Important
NeMo 2.0 is an experimental feature and currently released in the dev container only: nvcr.io/nvidia/nemo:dev. Please refer to NeMo 2.0 overview for information on getting started.
Note
Attention: Dedicated Container for StarCoder2
For StarCoder2 models, please use the nvcr.io/nvidia/nemo:24.07
container. Also check our StarCoder2 playbooks.
Checkpoint Conversion
NVIDIA provides scripts to convert the external StarCoder2 checkpoints from Hugging Face format to .nemo
format. The .nemo
checkpoint will be used for SFT, PEFT, and inference. NVIDIA also provides scripts to convert .nemo
format back to Hugging Face format.
Run the container using the following command
docker run --gpus device=1 --shm-size=2g --net=host --ulimit memlock=-1 --rm -it -v ${PWD}:/workspace -w /workspace -v ${PWD}/results:/results nvcr.io/nvidia/nemo:24.07 bash
Convert the Hugging Face StarCoder2 model to .nemo model:
python3 /opt/NeMo/scripts/checkpoint_converters/convert_starcoder2_hf_to_nemo.py \ --input_name_or_path /path/to/starcoder2/checkpoints/hf \ --output_path /path/to/starcoder2.nemo
The generated starcoder2.nemo file uses distributed checkpointing and can be loaded with any tensor parallel (tp) or pipeline parallel (pp) combination without reshaping/splitting.

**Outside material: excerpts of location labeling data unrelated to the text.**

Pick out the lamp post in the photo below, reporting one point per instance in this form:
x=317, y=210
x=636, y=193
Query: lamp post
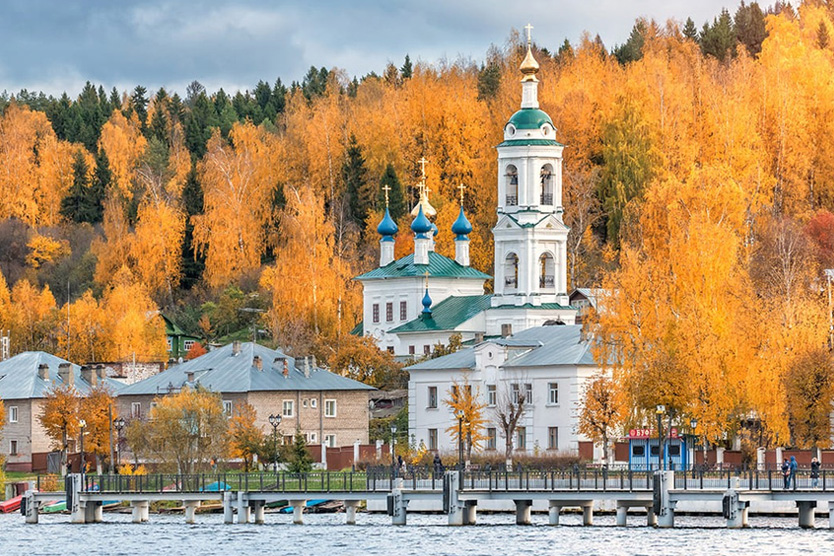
x=660, y=410
x=119, y=424
x=460, y=415
x=693, y=424
x=274, y=420
x=83, y=424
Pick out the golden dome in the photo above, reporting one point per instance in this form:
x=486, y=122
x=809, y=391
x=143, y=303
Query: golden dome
x=529, y=66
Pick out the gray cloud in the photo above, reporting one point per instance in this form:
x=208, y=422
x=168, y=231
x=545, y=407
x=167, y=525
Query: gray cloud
x=57, y=45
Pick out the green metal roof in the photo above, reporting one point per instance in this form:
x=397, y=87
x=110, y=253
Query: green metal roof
x=530, y=118
x=439, y=266
x=530, y=143
x=448, y=314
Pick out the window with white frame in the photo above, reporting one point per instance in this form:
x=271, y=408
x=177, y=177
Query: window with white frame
x=432, y=402
x=553, y=393
x=521, y=438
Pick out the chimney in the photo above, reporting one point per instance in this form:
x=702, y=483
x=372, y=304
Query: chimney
x=66, y=374
x=88, y=376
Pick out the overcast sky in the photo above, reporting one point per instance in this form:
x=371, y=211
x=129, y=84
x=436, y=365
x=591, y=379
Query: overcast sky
x=57, y=45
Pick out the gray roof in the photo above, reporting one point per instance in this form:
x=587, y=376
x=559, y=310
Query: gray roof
x=549, y=346
x=19, y=376
x=461, y=359
x=220, y=370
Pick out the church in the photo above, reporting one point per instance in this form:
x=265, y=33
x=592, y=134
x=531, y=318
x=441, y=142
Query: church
x=413, y=303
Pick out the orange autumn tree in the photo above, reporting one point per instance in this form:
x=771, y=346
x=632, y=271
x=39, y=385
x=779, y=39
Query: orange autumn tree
x=238, y=180
x=463, y=399
x=59, y=416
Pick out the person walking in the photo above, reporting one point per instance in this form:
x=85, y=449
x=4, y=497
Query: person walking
x=786, y=473
x=794, y=466
x=815, y=472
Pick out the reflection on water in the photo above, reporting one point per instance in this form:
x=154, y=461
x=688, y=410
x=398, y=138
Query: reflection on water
x=425, y=535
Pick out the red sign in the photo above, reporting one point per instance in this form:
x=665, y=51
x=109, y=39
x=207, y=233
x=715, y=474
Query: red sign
x=648, y=433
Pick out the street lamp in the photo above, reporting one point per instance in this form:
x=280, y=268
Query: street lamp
x=660, y=410
x=460, y=415
x=119, y=424
x=83, y=424
x=274, y=420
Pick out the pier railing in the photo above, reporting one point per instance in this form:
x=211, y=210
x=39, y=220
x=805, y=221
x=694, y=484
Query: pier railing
x=422, y=480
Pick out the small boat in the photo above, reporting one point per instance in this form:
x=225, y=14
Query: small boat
x=11, y=505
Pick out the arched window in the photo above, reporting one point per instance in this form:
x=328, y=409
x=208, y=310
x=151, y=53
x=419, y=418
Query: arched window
x=511, y=270
x=547, y=270
x=512, y=186
x=547, y=184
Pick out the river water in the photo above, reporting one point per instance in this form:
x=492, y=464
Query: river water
x=425, y=535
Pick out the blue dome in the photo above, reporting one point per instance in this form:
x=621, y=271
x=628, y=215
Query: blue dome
x=387, y=227
x=461, y=228
x=421, y=224
x=427, y=303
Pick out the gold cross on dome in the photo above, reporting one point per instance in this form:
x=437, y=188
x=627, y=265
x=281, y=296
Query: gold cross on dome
x=528, y=28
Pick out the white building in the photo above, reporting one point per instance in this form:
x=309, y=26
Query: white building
x=549, y=364
x=420, y=300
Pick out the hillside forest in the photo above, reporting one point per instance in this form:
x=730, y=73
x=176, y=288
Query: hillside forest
x=698, y=188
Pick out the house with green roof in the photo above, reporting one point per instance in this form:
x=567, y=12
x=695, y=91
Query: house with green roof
x=422, y=299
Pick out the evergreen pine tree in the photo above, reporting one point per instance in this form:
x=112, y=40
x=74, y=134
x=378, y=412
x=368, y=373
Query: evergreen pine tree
x=396, y=200
x=360, y=194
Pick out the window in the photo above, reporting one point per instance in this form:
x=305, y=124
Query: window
x=552, y=438
x=553, y=393
x=512, y=185
x=432, y=397
x=521, y=438
x=547, y=268
x=511, y=270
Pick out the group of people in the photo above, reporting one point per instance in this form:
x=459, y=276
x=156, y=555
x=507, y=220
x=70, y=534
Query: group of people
x=789, y=467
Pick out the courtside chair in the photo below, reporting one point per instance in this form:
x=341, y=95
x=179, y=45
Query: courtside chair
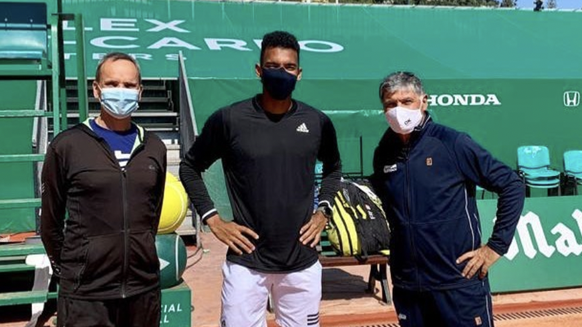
x=533, y=164
x=573, y=167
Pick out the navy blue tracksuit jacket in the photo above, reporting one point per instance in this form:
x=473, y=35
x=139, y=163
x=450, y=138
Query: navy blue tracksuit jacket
x=428, y=191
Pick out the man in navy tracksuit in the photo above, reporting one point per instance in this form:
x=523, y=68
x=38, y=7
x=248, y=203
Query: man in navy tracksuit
x=426, y=175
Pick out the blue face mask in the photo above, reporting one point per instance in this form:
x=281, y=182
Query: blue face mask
x=278, y=82
x=119, y=102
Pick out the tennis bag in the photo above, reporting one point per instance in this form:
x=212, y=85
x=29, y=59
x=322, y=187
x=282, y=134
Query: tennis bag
x=358, y=226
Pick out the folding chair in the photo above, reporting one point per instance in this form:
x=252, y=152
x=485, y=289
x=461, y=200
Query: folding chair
x=573, y=167
x=533, y=164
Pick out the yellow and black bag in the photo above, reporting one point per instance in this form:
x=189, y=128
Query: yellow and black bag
x=358, y=226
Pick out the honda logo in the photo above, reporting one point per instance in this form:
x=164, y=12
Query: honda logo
x=571, y=98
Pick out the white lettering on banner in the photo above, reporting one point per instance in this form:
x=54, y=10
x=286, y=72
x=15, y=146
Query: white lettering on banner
x=144, y=56
x=162, y=26
x=211, y=43
x=218, y=44
x=100, y=42
x=566, y=243
x=119, y=24
x=331, y=47
x=303, y=45
x=135, y=25
x=66, y=27
x=445, y=100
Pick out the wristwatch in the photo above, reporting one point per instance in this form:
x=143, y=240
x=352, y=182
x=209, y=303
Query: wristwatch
x=326, y=211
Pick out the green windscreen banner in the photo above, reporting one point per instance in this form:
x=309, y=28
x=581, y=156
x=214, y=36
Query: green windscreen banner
x=500, y=114
x=222, y=39
x=546, y=251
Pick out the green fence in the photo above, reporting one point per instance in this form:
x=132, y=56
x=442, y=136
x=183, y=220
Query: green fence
x=17, y=178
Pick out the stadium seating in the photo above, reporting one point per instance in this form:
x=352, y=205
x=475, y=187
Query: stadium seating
x=533, y=164
x=573, y=167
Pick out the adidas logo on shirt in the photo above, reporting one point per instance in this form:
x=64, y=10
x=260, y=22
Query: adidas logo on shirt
x=302, y=128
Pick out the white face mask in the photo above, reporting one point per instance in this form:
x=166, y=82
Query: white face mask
x=403, y=120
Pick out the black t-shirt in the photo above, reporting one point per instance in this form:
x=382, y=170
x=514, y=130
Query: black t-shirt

Convert the Starcoder2 .nemo model to Hugging Face:
python3 /opt/NeMo/scripts/checkpoint_converters/convert_starcoder2_hf_to_nemo.py \ --input_name_or_path /path/to/starcoder2/nemo/checkpoint \ --output_path /path/to/hf/folder
You can load the generated Hugging Face checkpoint folder using the Hugging Face Transformers pipeline and then upload it to the hub.